In one of the few times in my 30-year journalism career, I found myself unfocused, confused and stilted. I remember babbling something about Italy and Spain, drive thru testing centers and asking if he would be going back to work at his law firm in April.

As I mentioned, Rick and I have known each other for 50 years and have shared countless personal and professional stories. He knew me well. He could easily tell that what he had just shared with me had completely thrown me off my robotic and usually on-point journalistic groove. However, I snapped back to the grim reality at hand when he said, albeit with a sharp and taut edge in his voice, “Glenn, I have coronavirus! I want to tell you my story so you can write about it. You're a good journalist. I know you'll tell my story about dealing with this thing the way it should be!”

For the next 30 minutes, he shared the horror of dealing with COVID-19. He had been in isolation for about 5 days. This meant no family, friends or visitors for someone who was frequently surrounded and embraced by people. Doctors and nurses draped in full Hazmat gear from head to toe nervously and regularly entered his room to poke and prod him. He had trouble breathing and was on oxygen. “Even if you only have mild symptoms, it takes about 7 or 8 days for respiratory symptoms to develop,” he said.

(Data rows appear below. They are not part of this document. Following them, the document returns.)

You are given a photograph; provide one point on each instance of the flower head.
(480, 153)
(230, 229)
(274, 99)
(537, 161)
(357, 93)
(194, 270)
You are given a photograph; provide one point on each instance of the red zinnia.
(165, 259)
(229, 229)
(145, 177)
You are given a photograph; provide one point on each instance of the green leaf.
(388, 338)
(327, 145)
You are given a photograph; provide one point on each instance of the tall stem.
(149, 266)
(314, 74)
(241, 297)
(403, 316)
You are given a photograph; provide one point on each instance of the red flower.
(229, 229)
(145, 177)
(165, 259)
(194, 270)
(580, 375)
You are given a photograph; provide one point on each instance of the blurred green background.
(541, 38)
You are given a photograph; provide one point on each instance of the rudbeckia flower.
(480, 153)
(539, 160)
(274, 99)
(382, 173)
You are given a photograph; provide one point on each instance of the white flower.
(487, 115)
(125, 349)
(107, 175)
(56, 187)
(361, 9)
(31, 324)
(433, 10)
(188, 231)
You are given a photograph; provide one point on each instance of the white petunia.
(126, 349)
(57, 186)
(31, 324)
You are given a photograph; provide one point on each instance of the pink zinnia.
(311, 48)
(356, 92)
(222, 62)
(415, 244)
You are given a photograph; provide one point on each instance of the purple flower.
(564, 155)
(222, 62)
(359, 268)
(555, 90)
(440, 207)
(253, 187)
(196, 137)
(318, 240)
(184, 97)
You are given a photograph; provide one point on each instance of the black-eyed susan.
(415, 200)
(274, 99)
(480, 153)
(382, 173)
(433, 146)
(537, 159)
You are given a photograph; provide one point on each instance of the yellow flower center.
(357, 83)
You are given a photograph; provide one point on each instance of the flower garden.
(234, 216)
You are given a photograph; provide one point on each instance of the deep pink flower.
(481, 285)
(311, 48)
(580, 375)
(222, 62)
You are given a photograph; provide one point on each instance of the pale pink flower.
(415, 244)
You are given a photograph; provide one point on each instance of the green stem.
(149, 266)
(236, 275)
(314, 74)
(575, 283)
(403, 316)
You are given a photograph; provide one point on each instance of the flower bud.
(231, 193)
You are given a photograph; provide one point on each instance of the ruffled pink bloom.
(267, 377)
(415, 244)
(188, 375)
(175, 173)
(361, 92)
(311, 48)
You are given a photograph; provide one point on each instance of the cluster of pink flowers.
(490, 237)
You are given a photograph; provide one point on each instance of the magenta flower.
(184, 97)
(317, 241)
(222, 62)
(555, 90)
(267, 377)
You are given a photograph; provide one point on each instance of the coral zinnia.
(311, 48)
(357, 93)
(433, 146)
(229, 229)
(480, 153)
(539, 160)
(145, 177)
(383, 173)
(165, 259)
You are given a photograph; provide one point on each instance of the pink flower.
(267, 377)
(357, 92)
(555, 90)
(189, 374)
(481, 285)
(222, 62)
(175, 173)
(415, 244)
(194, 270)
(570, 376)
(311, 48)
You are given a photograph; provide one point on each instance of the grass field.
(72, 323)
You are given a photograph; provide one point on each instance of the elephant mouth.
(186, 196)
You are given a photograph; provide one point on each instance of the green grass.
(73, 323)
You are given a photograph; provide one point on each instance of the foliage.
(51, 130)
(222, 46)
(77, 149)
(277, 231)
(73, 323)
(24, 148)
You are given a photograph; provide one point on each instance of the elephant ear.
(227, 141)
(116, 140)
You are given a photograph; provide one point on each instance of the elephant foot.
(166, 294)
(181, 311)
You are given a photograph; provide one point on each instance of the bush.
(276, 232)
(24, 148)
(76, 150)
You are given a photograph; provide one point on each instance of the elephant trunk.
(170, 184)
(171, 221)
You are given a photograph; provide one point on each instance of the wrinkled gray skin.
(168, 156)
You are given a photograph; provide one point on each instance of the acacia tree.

“It feels like you are getting better and then bam you get slammed with severe breathing problems.” He concluded, “My doctor thinks the virus may have gone through my body and I'll be OK.” I got this! I'm focusing on living.” Rick succumbed to complications from the virus just 3 days after the story was published. He was 57.

As I look back, I know why I initially had difficulty focusing and concentrating on interviewing him and writing the story. Rick was a lot more than just a reliable and valuable news source and contact, he was a genuine and lifelong friend. Despite battling a serious and fatal illness, he never forgot about my passion and commitment to a profession I talked about since we were in second grade. He chose to share his exclusive and final story with me to tell the world. I did! RIP my friend!